Leben[Bearbeiten | Quelltext bearbeiten]

Von 1950 bis 1956 wurde Kenneth Frampton bei der Architectural Association in London ausgebildet. Nach zwei Jahren in der Britischen Armee reiste er ein Jahr nach Israel. Danach arbeitete er in einem Londoner Architekturbüro, dann drei Jahre als Redakteur des Magazins Architectural Design. 1965 reiste er in die USA aus.

Von 1964 bis 1972 lehrte er an der Princeton University, von 1972 bis 1974 an der Columbia University, von 1974 bis 1977 am Royal College of Art in London. 1977 kehrte er an die Columbia University zurück.

Er lehrte auch an der ETH Zürich, dem Berlage Institute in Amsterdam, der École polytechnique fédérale de Lausanne und an der Accademia di Architettura in Mendrisio. Frampton wurde 1993 in die American Academy of Arts and Sciences und 2012 in die American Academy of Arts and Letters gewählt. 2018 wird Frampton für sein Lebenswerk mit dem Goldenen Löwen der 16. Internationalen Architektur-Biennale Venedig ausgezeichnet.[1]

Ausgewählte Werke[Bearbeiten | Quelltext bearbeiten]

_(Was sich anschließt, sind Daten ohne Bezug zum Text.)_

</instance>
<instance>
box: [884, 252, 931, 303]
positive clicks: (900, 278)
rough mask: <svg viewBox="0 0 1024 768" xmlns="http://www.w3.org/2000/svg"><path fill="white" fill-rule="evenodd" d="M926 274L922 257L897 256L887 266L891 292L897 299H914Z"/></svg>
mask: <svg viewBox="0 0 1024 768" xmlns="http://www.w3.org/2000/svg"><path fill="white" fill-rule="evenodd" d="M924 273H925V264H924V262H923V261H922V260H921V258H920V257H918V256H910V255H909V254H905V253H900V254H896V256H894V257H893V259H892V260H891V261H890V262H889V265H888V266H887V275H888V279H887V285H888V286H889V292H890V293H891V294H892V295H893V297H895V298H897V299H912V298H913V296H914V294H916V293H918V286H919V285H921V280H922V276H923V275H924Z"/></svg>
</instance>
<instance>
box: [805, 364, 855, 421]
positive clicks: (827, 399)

  • Kenneth Frampton: Modern Architecture. A Critical History. 4. Auflage. Thames & Hudson, London 2007, ISBN 978-0-500-20395-8.
  • Bauten und Projekte 1979–1989. DVA 1991, ISBN 3-421-02985-7
  • Die Architektur der Moderne. Eine kritische Baugeschichte. Stuttgart 1991 ISBN 3-421-02802-8
  • Atelier 5. Siedlungen und städtebauliche Projekte. Birkhäuser, Basel 1994, ISBN 3-7643-6258-8
  • Studies in Tectonic Culture. The Poetics of Construction in Nineteenth and Twentieth Century Architecture (1997)
  • Harry Seidler - Riverside Centre. 1988. ISBN 3-7828-4002-X
  • Villen in Amerika. Meisterwerke der Moderne. Kohlhammer, 2002. ISBN 3-17-013868-5
  • Le Corbusier. Thames & Hudson, 2001
  • Grundlagen der Architektur. 1993
  • Alvaro Siza. Das Gesamtwerk. Deutsche Verlags-Anstalt, 2000. ISBN 3-421-03263-7
  • Die Architektur der Moderne. Eine kritische Baugeschichte. DVA 2004, ISBN 3-421-03075-8
  • Die Entwicklung der Architektur im 20. Jahrhundert. Eine vergleichende Übersicht. Wien 2006 ISBN 3-211-31196-3
  • überarbeitete und erweiterte (bis 2010) Neuausgabe: Die Architektur der Moderne – Eine kritische Baugeschichte. Deutsche Verlags Anstalt, München 2010. ISBN 978-3-421-03768-8

Weblinks[Bearbeiten | Quelltext bearbeiten]

Einzelnachweise[Bearbeiten | Quelltext bearbeiten]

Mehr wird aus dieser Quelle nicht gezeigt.